Danger  : We  may get  complaisant  and than  forget to look further . so this is just a loud thinking here, where we may or  may not end up..
 So lets' look SmO2  till 1500. It is  after  an initial  extreme increase a  gradual increase in SmO2 indicating  a steady  higher intake of O2  than what is needed  for the performance.
 Interesting is that incredible  step incline.
 This is not a diagnosis  but you " normally"   will see  in an initial start .  ( Alarm phase ) a drop of SmO2   with  a rebound  and an increase. We do not see this  here.
 This is  strange as it would indicate, that the activity does not  asks  for an initial  release of local O2   deposition( Mb )  and O2  from Hb. ????
2 options we see here often.
 1. Mental  pre reaction:
 People are very exited  and the HR is already up  ( adrenaline )  "pre test"  and they  already   walk or  run or bike in their mind. HR up,  RF  up    and so on.
2. People with a respiratory  problem.
 They start out  and immediately  go over RF  ( like the cardiac  over HR )   but   not optimal depth breathing  so very apical breathing  and limited  diaphragm breathing . This leads  to air exchange  with  a hyperventilation  reaction  causing hypocapnia  at the start of the test.
 So SpO2  will go up  and with it SmO2   but   some limitation there  at the start to release  O2.
 So in this case  it may be fun to see later  whether that could be an issue.
 Respiration as a LIMITER in a later stage   would  show some changes in tHb  due to vasoconstriction. ( metaboreflex )  so we  can see  later  whether this is an issue under load  but could be an issue  here at the start.
 Like HR  this would balance in  about 5 - 10 min  so when we  go back  on HR we see that   by 300 - 600 HR  gets a kind of a "plateau.
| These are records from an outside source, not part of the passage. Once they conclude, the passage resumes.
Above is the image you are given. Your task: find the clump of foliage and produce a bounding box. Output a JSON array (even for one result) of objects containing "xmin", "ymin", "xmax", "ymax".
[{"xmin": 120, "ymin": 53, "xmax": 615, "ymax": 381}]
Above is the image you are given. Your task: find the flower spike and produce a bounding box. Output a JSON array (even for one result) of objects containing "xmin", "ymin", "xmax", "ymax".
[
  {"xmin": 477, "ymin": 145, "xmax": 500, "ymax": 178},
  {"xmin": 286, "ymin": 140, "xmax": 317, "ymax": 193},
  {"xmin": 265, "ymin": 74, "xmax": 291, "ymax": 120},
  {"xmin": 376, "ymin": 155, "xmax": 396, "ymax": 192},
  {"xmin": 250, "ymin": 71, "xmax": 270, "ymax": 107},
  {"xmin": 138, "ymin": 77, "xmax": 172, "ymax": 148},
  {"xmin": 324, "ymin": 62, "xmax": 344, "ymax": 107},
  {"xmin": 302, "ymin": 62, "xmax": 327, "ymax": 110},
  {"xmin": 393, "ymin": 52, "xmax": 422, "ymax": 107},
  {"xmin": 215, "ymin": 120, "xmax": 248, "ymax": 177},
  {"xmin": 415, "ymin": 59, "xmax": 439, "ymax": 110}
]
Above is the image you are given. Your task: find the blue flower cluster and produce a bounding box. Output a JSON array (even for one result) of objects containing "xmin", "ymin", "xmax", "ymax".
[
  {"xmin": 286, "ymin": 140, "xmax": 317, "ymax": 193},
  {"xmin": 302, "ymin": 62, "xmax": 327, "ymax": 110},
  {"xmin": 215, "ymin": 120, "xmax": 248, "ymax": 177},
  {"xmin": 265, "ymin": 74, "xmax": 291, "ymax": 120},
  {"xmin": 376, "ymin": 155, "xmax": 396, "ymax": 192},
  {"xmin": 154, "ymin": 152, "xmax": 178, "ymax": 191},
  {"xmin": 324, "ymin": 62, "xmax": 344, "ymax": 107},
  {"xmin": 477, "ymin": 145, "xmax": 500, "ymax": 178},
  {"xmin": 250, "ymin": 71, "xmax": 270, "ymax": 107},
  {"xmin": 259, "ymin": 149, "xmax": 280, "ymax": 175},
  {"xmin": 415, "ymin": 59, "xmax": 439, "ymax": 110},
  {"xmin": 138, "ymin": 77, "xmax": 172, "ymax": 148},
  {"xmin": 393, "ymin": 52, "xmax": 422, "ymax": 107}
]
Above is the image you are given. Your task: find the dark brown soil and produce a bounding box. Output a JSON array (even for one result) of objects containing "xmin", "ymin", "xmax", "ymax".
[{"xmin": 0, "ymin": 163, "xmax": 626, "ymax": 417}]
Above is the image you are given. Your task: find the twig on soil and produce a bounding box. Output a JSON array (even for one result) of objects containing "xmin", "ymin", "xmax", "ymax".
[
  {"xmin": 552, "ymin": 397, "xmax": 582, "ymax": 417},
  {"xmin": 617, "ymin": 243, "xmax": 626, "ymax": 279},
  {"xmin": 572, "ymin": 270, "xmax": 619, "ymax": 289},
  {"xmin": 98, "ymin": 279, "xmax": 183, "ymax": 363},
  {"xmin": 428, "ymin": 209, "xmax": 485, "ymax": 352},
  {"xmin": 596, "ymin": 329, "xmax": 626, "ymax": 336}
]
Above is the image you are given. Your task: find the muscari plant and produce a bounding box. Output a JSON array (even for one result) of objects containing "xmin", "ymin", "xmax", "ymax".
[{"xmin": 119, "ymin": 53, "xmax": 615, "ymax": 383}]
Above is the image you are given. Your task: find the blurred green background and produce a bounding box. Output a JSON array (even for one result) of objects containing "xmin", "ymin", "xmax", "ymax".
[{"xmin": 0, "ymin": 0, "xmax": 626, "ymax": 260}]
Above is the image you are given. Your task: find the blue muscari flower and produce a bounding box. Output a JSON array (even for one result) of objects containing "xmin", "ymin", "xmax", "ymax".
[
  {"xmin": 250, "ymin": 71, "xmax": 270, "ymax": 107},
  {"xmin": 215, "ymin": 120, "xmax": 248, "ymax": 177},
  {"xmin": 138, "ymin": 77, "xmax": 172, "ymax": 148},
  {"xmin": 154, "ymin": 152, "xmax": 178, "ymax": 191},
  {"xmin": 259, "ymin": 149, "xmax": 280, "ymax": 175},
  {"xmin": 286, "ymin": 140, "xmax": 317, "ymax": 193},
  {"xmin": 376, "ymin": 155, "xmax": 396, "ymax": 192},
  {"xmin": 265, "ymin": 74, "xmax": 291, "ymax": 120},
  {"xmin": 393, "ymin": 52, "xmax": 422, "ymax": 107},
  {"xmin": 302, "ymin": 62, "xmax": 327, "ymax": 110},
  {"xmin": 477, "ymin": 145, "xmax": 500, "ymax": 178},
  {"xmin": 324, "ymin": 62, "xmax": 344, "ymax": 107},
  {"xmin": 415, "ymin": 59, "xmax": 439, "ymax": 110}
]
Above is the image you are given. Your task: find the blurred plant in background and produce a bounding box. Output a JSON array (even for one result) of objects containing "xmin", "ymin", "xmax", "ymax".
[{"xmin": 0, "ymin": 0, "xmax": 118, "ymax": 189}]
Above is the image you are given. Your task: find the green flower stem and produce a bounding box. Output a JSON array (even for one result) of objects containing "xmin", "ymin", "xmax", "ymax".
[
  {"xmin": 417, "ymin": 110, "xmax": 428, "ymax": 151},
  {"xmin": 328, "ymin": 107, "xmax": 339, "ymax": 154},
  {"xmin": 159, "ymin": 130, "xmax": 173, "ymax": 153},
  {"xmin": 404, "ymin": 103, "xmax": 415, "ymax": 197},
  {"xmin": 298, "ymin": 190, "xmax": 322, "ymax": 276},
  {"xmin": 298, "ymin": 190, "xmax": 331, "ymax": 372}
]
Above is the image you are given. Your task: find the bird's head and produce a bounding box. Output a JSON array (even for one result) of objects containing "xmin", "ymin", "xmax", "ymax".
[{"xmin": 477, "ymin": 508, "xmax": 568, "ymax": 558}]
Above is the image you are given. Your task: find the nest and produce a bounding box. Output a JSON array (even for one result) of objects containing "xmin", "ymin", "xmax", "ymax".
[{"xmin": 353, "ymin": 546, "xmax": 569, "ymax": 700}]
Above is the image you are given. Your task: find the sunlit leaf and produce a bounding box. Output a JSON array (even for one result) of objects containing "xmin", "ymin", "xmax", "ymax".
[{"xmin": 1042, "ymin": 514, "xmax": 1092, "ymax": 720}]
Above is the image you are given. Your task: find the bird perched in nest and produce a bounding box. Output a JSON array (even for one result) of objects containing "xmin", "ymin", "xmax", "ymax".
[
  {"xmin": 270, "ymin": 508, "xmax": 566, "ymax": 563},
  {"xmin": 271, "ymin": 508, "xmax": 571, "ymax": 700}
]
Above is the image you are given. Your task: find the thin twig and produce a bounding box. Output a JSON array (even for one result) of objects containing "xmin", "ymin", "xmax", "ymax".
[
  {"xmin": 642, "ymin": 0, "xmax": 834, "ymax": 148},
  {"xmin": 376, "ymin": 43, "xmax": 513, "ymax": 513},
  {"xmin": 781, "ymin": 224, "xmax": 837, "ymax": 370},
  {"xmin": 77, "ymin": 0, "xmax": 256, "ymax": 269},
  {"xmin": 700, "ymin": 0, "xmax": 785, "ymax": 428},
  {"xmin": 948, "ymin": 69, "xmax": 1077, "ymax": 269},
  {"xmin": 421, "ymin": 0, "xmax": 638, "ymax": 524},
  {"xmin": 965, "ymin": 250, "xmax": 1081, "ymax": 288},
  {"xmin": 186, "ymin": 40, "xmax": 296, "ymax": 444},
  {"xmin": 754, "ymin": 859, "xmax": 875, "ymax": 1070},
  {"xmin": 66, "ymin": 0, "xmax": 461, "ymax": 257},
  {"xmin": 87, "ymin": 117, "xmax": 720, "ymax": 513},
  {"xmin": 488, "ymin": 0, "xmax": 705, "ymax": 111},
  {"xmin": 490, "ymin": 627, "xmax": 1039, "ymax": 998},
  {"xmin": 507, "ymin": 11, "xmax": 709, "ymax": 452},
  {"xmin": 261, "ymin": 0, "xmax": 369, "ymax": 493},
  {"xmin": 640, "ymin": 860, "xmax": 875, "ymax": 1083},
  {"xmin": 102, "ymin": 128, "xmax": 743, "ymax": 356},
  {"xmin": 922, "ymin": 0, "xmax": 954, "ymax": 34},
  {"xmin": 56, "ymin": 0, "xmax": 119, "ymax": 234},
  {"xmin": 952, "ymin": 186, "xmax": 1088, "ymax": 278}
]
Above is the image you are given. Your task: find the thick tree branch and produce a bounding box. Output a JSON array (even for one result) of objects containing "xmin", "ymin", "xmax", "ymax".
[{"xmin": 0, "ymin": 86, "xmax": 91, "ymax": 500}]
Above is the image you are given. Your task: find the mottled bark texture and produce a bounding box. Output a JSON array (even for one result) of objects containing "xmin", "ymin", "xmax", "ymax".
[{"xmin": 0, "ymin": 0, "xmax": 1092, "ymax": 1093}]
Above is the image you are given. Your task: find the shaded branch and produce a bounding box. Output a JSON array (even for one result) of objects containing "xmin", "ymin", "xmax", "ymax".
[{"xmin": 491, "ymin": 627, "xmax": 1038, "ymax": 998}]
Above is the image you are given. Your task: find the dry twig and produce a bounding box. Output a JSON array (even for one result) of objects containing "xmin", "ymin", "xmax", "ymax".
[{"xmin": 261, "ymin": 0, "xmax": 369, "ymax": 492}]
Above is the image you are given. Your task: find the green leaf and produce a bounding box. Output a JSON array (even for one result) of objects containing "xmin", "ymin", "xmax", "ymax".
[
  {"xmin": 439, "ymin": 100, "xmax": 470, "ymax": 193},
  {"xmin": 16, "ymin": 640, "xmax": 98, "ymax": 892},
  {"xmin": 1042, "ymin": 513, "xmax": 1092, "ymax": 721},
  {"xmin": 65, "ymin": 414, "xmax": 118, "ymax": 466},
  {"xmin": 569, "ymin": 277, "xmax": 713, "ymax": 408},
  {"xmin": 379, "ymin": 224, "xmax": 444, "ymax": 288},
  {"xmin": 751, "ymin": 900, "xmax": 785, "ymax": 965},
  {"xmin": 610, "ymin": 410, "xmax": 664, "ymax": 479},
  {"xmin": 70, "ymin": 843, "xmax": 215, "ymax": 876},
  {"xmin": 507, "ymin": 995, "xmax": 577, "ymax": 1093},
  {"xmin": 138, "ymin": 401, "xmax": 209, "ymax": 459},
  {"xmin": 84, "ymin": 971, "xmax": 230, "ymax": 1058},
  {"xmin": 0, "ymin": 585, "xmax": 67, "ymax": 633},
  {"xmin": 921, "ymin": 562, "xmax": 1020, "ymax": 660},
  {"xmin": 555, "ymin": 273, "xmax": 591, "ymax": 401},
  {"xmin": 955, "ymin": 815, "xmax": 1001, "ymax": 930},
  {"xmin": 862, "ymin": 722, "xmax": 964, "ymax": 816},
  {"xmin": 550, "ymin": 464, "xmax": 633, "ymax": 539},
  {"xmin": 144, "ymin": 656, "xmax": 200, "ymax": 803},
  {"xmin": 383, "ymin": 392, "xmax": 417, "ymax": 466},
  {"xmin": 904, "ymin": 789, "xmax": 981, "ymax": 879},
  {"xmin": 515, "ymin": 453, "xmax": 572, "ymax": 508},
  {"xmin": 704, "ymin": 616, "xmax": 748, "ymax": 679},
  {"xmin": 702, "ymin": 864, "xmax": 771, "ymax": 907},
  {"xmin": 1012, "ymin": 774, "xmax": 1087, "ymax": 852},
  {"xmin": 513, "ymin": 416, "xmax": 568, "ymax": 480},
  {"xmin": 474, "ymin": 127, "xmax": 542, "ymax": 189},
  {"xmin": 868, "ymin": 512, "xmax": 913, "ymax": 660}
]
But we see  on SmO2  that after the first 5  min  and 1 min rest  we actually have a  reduced  increase in SmO2   with a  nearly  gentle  drop. Now this   as we start again  is now a " normal"  reaction of  an initial drop of SmO2  due to the immediate  need of O2  after a start.
 So by 300 - 600 min  respiration seems to  have  started to react accordingly  ( possible  normocapnic  now )_ Now  to make a short break  after this .look  at the  area of 1500 to 1800  ???
 what do you see.
 Something went very different here ????  Drop in SmO2  as a sign of  a delivery  limitation  respectively a much higher demand  of  O2  but as well a clear  increase in HR 
There had to be  a change in activity level  walk , run  and or bike pattern  (out of the saddle, change from  walk to run, change from flat walk to an incline  walk  and so on. ????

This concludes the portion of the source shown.